Verweerder stelt terecht dat hij in beginsel alleen kosten kan goedkeuren die daadwerkelijk zijn uitbetaald aan AWBZ-zorg. Vast staat echter dat voor de kosten boven het bedrag van
€ 18.192,15 niet daadwerkelijk betalingen door eiseres zijn gedaan. Dat eiseres die betalingen niet kon doen omdat eerst achteraf is komen vast te staan dat eiseres recht had op een hoger pgb maakt het voorgaande niet anders. Uit de uitspraak van de CRvB van 31 juli 2013 (ECLI:NL:CRVB:2013:1259) volgt immers dat het niet kunnen verantwoorden van de zorgkosten in een geval als het onderhavige een omstandigheid is die voor rekening van het CIZ komt. Bovendien geldt dat eiseres in het geheel geen verifieerbare stukken heeft overgelegd van de gestelde extra zorgkosten. Daarbij volgt de rechtbank eiseres niet in haar stelling dat reeds op grond van de uitspraak van de rechtbank van 29 april 2014 voldoende duidelijk is dat en welke zorg door de moeder is geleverd. Dat de rechtbank in die uitspraak heeft geoordeeld dat eiseres in aanmerking dient te komen voor PV klasse 7 betekent immers nog niet dat daarmee vast staat dat die zorg ook daadwerkelijk is geleverd. 11. Verweerder was gelet op het voorgaande bevoegd het pgb lager vast te stellen.

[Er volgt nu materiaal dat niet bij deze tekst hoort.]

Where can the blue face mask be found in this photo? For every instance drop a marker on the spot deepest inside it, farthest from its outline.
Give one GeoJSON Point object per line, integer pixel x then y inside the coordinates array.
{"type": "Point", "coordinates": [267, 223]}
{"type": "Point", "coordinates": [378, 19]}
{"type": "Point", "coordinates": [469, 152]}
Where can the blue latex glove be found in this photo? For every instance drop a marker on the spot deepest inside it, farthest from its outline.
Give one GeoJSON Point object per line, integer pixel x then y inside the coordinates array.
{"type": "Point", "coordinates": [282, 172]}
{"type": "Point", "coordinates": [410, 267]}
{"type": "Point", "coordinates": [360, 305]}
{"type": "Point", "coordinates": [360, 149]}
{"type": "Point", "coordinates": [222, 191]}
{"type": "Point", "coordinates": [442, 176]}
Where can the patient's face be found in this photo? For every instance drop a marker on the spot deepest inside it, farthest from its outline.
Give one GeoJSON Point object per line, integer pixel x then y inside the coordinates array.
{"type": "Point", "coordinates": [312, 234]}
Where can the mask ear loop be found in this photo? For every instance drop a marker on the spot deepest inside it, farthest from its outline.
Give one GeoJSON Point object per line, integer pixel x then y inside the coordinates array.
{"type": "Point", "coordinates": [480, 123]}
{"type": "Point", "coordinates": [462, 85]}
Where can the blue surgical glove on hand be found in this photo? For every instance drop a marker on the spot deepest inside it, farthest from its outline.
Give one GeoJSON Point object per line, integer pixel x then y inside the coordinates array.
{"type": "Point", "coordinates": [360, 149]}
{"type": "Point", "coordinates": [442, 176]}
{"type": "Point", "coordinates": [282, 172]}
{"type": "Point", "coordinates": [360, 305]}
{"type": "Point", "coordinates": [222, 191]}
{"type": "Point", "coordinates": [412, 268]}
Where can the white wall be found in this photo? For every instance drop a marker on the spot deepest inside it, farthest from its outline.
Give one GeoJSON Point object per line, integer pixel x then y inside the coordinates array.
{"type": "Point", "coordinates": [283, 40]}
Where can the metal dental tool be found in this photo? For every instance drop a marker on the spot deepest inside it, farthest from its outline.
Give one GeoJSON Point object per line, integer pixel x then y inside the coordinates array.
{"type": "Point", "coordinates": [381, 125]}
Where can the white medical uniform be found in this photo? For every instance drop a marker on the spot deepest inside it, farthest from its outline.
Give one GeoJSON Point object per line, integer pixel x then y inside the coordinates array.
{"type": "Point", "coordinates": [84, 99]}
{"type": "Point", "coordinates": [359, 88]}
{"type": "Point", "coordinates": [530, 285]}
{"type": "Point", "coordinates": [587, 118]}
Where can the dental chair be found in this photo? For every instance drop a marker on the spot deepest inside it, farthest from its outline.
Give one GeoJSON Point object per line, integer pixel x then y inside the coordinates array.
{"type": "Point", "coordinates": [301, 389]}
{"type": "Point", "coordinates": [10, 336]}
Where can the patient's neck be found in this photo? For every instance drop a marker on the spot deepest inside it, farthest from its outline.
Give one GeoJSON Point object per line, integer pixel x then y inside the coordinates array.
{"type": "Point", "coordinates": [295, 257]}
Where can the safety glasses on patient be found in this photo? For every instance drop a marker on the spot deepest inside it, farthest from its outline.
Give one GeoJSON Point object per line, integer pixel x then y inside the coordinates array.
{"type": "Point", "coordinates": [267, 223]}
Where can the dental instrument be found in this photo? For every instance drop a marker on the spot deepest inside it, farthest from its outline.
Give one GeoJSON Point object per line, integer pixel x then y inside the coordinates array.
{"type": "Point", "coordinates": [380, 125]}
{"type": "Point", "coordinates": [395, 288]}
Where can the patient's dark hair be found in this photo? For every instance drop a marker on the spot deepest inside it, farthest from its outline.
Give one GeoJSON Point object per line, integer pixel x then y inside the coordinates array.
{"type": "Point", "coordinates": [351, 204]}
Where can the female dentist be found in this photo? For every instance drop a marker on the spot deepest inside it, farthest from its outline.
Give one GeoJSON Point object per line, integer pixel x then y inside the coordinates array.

12. Naar vaste rechtspraak van de Centrale Raad van Beroep (zie de uitspraak van 1 mei 2013, ECLI:NL:CRVB:2013:BZ9635) dient verweerder de discretionaire bevoegdheid om het pgb lager vast te stellen uit te oefenen met inachtneming van het geschreven en het ongeschreven recht, daaronder begrepen de in artikel 3:4 van de Algemene wet bestuursrecht neergelegde verplichting tot evenredige belangenafweging. Daarbij zal een afweging moeten worden gemaakt tussen het belang van handhaving van de niet nagekomen verplichting en de gevolgen van de verlaging voor de ontvanger, waarbij tevens de ernst van de tekortkoming en de mate waarin deze aan de ontvanger kan worden verweten van belang zijn (Kamerstukken II 1993/94, 23700, nr. 3 p. 74). 12. De rechtbank is van oordeel dat eiseres niet aannemelijk heeft gemaakt dat sprake is van omstandigheden die maken dat het lager vaststellen van het pgb of de terugvordering van het teveel uitbetaalde pgb leidt tot een onredelijkheid en onbillijkheid van overwegende aard. De rechtbank acht van belang dat eiseres de gestelde extra kosten in het geheel niet met verifieerbare stukken heeft onderbouwd en dat niet is gebleken dat het besluit voor eiseres onaanvaardbare financiële gevolgen heeft.
13. Uit het voorgaande volgt dat het bestreden besluit in rechte in stand kan blijven.
14. Het beroep is ongegrond. Voor een proceskostenveroordeling bestaat geen aanleiding.